Risk of counterfeits to rise as semiconductor demand grows

IHS analysis points to link between component growth cycles and reports of counterfeits

A new report from industry analyst firm IHS warns of a rise in counterfeit components as the semiconductor market begins another accelerated growth phase. Citing a historic link between semiconductor growth cycles and reported incidents of counterfeit parts, IHS points to awareness, risk mitigation, and contingency planning as keys to keeping the supply chain as secure as possible.

According to IHS, chip sales and component counterfeits expanded in tandem from 2001 to 2007, an expansion period in the semiconductor market. Counterfeits then plunged when global semiconductor revenue shrunk during the 2008-2009 recession. The market rebound in 2010 was accompanied by another spike in counterfeit parts—while semiconductor revenue grew 33% in 2010, reports of counterfeit parts surged 152%.

Revenue growth in semiconductors is expected to grow more than 4% this year, on its way to 9% growth in 2013, IHS reports.

“The semiconductor industry is exhibiting the classic signs of the start of a new growth cycle, with tightening supplies, broad-based price increases and a lengthening of lead times for the delivery of products,” said Rick Pierson, principal analyst for semiconductors at IHS. “These are prime conditions for suppliers of counterfeit parts, which are eager to fill supply gaps with their fake goods. For semiconductor purchasers, the rise in counterfeits represents a major risk, bringing downsides in terms of financial losses, damage to company reputations and even safety concerns in some products.”
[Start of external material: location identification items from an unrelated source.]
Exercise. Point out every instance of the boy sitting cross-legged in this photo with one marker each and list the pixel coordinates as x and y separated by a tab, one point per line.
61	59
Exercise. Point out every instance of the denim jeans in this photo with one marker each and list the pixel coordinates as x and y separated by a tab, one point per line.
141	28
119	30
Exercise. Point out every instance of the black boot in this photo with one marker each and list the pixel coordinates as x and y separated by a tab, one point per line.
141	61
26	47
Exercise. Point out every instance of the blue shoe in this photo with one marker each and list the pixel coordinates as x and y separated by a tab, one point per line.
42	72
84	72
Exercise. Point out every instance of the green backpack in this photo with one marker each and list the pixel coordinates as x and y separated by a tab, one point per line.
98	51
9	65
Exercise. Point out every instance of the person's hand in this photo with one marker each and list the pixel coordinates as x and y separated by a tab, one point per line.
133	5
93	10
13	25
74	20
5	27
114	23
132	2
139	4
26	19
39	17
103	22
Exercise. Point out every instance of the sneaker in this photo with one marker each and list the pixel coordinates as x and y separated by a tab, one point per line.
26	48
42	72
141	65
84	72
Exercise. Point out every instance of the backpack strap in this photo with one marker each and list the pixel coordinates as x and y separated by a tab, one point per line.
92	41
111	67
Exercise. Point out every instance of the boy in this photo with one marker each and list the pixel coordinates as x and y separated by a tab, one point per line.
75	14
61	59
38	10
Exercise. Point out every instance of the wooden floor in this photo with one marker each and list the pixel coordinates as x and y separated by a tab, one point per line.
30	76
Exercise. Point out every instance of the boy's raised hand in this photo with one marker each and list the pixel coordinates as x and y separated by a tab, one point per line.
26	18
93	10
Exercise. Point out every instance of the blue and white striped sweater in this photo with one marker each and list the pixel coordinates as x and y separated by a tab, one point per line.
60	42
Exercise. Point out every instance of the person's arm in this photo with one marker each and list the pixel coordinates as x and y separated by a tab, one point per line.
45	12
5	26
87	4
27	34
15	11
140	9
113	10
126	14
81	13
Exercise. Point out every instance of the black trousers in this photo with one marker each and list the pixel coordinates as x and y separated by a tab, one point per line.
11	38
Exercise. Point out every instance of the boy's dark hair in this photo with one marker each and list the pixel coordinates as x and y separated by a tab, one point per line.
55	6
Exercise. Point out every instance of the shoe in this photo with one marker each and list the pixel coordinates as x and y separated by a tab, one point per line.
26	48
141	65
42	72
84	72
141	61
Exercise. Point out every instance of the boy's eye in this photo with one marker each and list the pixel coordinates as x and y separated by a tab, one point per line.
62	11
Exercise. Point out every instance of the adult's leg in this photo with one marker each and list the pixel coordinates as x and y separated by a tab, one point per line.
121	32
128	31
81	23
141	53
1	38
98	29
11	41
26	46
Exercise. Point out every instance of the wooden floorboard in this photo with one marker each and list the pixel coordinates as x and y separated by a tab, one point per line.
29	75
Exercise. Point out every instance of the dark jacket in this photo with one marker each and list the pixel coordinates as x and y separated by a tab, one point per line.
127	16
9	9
In addition to price increases, IHS is predicting that demand will outstrip supply in the third and fourth quarters this year for many widely used components, including capacitors, NAND flash, dynamic random access memory (DRAM), power semiconductors and logic chips. The conditions create a prime environment for counterfeiters.

“Counterfeiters have gotten more sophisticated,” Pierson said. “They watch the market and know where the weaknesses are. They know which products are in short supply and can generate profits. And they also know when market conditions are shifting in their favor.”
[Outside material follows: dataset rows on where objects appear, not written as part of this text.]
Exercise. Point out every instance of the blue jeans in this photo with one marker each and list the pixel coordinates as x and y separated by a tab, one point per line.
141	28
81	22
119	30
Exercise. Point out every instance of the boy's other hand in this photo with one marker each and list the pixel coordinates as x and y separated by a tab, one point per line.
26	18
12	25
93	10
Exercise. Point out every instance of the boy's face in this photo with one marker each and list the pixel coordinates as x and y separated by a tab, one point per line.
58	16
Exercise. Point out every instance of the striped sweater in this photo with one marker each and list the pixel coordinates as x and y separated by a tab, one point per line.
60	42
Reports of counterfeit parts also increased following last year’s tsunami in Japan and subsequent panic-buying in many markets. Since then, industry watchers are placing a renewed focus on supply chain planning and risk mitigation and recommending that end users get closer to their suppliers—by buying directly from the manufacturer or their authorized distributors and placing more stringent requirements on independent or open-market distributors.
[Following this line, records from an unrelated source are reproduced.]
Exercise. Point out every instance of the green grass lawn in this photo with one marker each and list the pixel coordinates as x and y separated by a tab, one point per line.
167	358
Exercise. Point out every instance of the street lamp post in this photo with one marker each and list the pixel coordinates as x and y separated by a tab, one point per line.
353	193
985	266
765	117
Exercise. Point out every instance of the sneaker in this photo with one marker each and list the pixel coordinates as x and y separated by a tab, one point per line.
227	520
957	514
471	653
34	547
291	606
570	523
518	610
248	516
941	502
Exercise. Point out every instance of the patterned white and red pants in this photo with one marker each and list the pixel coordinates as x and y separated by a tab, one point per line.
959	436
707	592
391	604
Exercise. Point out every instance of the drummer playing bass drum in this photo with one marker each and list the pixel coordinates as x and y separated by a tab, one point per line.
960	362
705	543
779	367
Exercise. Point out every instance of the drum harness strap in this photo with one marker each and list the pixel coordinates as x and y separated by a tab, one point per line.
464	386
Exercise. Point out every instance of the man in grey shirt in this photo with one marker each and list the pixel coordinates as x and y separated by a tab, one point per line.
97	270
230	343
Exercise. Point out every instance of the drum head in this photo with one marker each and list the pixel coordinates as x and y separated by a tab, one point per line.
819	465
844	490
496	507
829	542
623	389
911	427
“To mitigate the counterfeit problem, electronics buyers must develop a plan to ensure continuity of supply,” IHS said. “Such plans, similar to companies’ contingency preparations for disasters, require firms to update their listing of suppliers, parts/materials, life cycles, logistics and internal operations. For every supplier, buyers must create and update the supply profile of that entity.

“Doing this is more important in times when counterfeit activity is on the rise. It’s also critical to identify which parts and markets are more susceptible to counterfeit activity.”